It is not that clear cut
From the article:
"But that's the point: the customers are the app developers' customers, not really Apple's or Google's."
Well, yes. And no. When I buy, say, Glenfiddich whisky from Tesco am I Glenfiddich's customer or Tesco's? Obviously both. Separately, and jointly, and my level of customershipness may be different from the next person who buys the same product from the same store.
You see, I like Glenfiddich, and I chose to shop in Tesco. If I have any problems with the product I would go back to Tesco for resolution in the first instance - and only Glenfiddich directly if I got nowhere with Tesco (or if the problem was so serious it needed escalating also), however I would not hold Tesco responsible for product quality issues, just like I would not stop buying Glenfiddich if a Tesco staff member was rude to me.

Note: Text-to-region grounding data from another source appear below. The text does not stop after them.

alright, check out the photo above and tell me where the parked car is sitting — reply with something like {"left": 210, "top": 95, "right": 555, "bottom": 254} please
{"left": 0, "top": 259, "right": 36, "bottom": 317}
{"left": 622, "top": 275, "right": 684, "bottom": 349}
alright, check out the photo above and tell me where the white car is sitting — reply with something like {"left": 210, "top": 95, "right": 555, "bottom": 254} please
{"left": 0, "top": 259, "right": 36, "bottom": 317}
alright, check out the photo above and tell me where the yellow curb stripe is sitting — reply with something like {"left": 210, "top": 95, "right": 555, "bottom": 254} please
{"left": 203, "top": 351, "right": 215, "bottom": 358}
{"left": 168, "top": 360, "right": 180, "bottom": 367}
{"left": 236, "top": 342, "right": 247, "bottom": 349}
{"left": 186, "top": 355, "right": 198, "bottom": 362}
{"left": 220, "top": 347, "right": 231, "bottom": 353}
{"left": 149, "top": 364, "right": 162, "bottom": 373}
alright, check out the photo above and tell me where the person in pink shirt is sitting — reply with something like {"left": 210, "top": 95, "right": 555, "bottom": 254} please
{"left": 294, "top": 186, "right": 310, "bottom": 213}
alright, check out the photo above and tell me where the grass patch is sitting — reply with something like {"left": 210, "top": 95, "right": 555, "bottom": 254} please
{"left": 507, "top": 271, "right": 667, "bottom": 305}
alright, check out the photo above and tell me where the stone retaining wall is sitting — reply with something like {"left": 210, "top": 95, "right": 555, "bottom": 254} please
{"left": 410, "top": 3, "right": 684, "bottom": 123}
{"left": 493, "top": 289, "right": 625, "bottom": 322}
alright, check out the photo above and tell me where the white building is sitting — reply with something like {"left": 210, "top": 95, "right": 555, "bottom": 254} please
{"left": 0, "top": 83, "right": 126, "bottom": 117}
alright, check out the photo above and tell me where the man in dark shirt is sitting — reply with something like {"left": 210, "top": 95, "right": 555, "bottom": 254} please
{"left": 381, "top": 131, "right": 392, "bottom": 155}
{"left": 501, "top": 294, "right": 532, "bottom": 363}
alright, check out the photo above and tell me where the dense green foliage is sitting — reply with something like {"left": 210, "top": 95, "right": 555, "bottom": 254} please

But ultimately, do I shop in Tesco because I can get my choice of malty goodness there, or do I chose to shop in Tesco which means I select my heavenly taste of Scotland from the selection Tesco elect to provide? You can't tell from the simple sales figures - and the same with apps. I have an iPhone with many iPhone apps - but you can't tell from that statement whether I chose an iPhone because I wanted an iPhone (and therefore am stuck with the pool of apps His Jobness permits me to select from) or whether I looked at the apps I either wanted or had already paid for and was forced to buy an iPhone on that basis.
Arguably, back to the apps point, I am a customer of Apple, and Apple are a customer of the app developer who developed the app I chose to buy - I pay Apple and then Apple pay the developer after all.
We are paying Apple to provide a service - they make the apps available to us in a way we want and Apple perform a number of checks and balances to improve the quality of apps* available - this makes Apple more than just middle-men and we are happy to pay for similar services in other areas: we pay for shops to make it easier and safer to buy goods, we pay for travel agents to sort our holidays, we pay our governments to educate our children, we pay record companies to give us quality controlled, professionally produced music on shiny spinny-disky-things, we pay estate agents to forcibly make non-consensual love to our bottys - sorry, to facilitate the buying and selling of our houses, and so on. So why is paying an app store that much different?
*by quality I mean in the "won't brick your phone" way, not the "actually any good" way.